My final appointment with Dr. Dahlgren left me feeling prepared for the trip home. We fine tuned my protocol with muscle testing, discussed my recent blood work, and she answered my questions. I also met with another doctor to start my first dose of low dose immunotherapy (LDI). I think the most significant thing that she told me is that I will get better. I don’t like to cling onto time frames because healing is a long journey, but we are aiming for me to be healed in two years, with lots of hard work on my end and regular visits every three months. This kind of hope and confidence is the most I’ve felt in over two years.
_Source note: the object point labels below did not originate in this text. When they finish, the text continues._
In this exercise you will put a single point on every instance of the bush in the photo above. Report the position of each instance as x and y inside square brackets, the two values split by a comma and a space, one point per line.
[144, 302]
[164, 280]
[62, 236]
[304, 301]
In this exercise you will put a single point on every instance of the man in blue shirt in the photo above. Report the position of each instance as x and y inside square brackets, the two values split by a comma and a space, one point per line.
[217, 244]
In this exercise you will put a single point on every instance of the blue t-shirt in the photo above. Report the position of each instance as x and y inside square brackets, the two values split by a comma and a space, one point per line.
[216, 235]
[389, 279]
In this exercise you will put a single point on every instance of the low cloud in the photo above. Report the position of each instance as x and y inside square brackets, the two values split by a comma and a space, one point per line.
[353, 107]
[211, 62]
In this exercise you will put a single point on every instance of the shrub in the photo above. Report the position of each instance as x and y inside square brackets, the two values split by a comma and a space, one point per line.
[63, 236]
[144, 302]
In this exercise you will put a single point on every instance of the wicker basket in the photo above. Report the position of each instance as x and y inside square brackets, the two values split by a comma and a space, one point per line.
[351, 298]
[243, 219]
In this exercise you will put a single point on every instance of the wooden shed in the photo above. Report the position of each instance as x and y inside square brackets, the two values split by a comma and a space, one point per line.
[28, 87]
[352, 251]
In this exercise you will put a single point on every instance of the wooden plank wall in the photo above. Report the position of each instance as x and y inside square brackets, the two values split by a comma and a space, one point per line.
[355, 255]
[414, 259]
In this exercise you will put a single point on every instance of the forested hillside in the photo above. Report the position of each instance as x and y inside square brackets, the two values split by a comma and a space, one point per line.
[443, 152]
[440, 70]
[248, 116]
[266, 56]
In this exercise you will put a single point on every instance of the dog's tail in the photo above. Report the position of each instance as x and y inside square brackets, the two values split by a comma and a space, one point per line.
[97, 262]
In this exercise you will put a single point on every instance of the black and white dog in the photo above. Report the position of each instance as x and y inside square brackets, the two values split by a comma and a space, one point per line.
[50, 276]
I have been home now for a couple of months and am feeling slightly better cognitively. Not amazing, but I feel well enough to write this post, which I couldn’t do beforehand. I did a parasite protocol. I’ve been occasionally cooking my own healthy meals, which is a huge step for me. I take all my medications, do coffee enemas every other day, use antiparasitic/malarial suppositories, take detox baths, and rest a lot. I had a phone consult with Dr. Dahlgren and we are putting more effort into treating my depression and anxiety. Focusing on my mental health is a huge part of my healing. I’ve had my second dose of LDI at home and am being monitored by my LDI doctor. This is the most hopeful I’ve been since I got sick. I’m slowly starting to notice changes here and there. I’m very excited for this to be the start of my path to health!


*Disclaimer: None of this intended to diagnose or treat a disease or condition. I am not a doctor and this is not medical advice. This post is meant to share a personal experience and does not guarantee that you will have the same experience. I am also not being paid or sponsored to say anything written here.